While interpreting the observed malignancy rates in our study, it is imperative to acknowledge the distinctive nature of our cohort. The data were obtained from a surgical registry, which means that it focused only on patients who underwent surgical treatment and had available histopathological results. This study did not fully evaluate the accuracy of the EU-TIRADS scale itself. It is crucial to recognize that our findings may not be directly extrapolated to the general population undergoing thyroid evaluations.
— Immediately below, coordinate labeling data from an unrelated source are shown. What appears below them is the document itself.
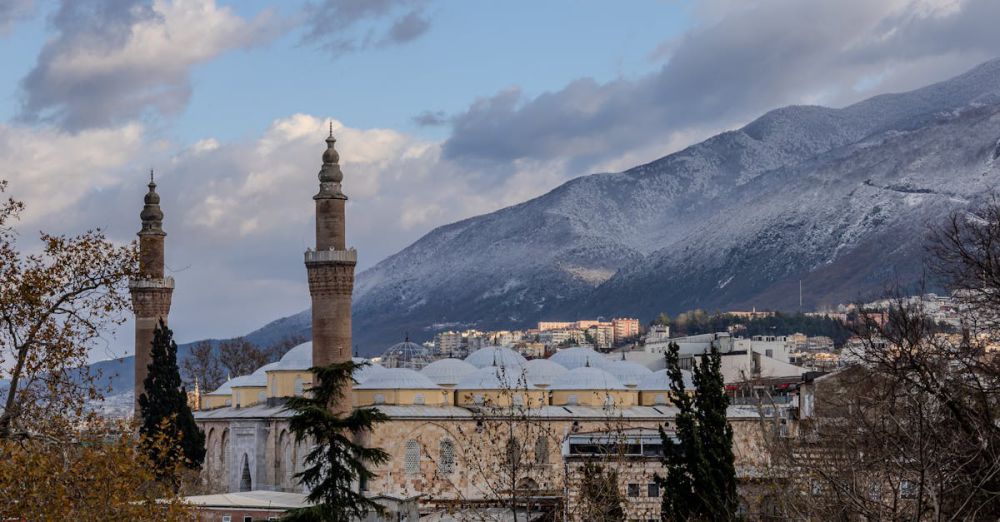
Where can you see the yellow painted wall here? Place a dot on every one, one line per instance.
(281, 383)
(622, 398)
(403, 397)
(531, 398)
(209, 402)
(244, 396)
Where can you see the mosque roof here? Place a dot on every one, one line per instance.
(257, 378)
(542, 371)
(578, 357)
(298, 358)
(659, 380)
(628, 372)
(367, 371)
(406, 355)
(227, 387)
(396, 379)
(495, 356)
(586, 378)
(447, 371)
(496, 378)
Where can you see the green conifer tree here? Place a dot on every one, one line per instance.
(166, 415)
(700, 483)
(337, 461)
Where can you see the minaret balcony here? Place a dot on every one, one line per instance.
(138, 284)
(326, 256)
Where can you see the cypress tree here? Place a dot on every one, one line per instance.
(337, 460)
(166, 415)
(700, 483)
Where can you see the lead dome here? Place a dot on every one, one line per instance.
(578, 357)
(397, 379)
(406, 354)
(628, 372)
(660, 381)
(586, 378)
(495, 356)
(447, 372)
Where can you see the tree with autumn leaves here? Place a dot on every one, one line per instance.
(59, 461)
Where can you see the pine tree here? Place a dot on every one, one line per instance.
(337, 461)
(599, 494)
(166, 415)
(701, 474)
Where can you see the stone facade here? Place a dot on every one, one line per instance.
(330, 269)
(453, 457)
(151, 290)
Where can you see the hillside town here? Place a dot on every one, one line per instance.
(426, 261)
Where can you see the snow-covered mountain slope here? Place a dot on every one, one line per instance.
(838, 198)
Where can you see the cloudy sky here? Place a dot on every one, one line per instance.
(443, 110)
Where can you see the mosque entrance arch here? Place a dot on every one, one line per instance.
(246, 482)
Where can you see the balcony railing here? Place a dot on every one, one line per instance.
(347, 256)
(166, 282)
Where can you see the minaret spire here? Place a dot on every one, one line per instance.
(151, 289)
(330, 269)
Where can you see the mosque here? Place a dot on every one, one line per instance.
(491, 430)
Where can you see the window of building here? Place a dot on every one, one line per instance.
(446, 459)
(542, 450)
(907, 489)
(412, 457)
(513, 453)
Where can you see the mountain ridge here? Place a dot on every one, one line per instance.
(525, 262)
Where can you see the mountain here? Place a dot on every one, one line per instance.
(837, 198)
(118, 375)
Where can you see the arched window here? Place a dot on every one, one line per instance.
(542, 450)
(446, 459)
(246, 481)
(513, 453)
(285, 464)
(224, 454)
(411, 460)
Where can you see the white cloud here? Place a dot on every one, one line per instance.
(111, 63)
(53, 170)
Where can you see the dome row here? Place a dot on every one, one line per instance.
(490, 368)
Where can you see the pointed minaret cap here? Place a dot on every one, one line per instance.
(151, 215)
(330, 174)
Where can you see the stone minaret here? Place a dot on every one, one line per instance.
(331, 268)
(151, 290)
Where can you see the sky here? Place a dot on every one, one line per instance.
(442, 109)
However, a similar approach and findings were reported previously by Inabnet et al. [29] and in the available meta-analysis by Castellana et al. [26]. The results effectively elucidate the specificity of the EU-TIRADS scale, although the sensitivity aspect remains incompletely evaluated. Within the research conducted by Xu et al. [25], the methodology offers a more refined approach to assessing the sensitivity of the TIRADS scale. This study encompassed a cohort of patients exhibiting a Bethesda II result in FNAB yet they exhibited no evidence of tumor progression within the subsequent year. It is noteworthy, however, that beyond this study, there remained individuals who did not meet the criteria for FNAB and were subjected to extended follow-up exceeding one year.

Additionally, the following limitations of this study should also be recognized: limited core data available for assessment in the thyroid module of the EUROCRINE register (for example, details on preoperative serum calcitonin levels or thyroid scintigraphy are not reported to the register if the preoperative work-up indicates benign thyroid disease) [30], the potential for interobserver variability in the application of the EU-TIRADS and FNA cytology across different centers, and variability in expertise between high-volume and low-volume centers, which can influence the reliability and accuracy of the data collected [31].

Finally, the study group may not represent the usual indications for thyroid surgery, as a significant percentage of patients had oncological indications, possibly due to the impact of the COVID-19 pandemic, which caused the postponement of non-oncological procedures. According to Polish statistical data, in 2019, before the COVID-19 pandemic, the percentage of surgically treated patients diagnosed with TC was 24.4%, while it was 36.8% in 2020 [32]. Recently, Medas et al. proved that, during the COVID-19 pandemic period, there was an increased occurrence of aggressive thyroid tumors [33].

5. Conclusions

In conclusion, this study provides clear evidence of the effectiveness of the EU-TIRADS classification for preoperative malignancy risk stratification. While the prevalence of EU-TIRADS classification has been increasing for the past few years, this study has illustrated that further efforts should be made to disseminate proper use of the EU-TIRADS in clinical practice, since this could limit the overdiagnosis and overtreatment of low-risk TC, ultimately improving patient care.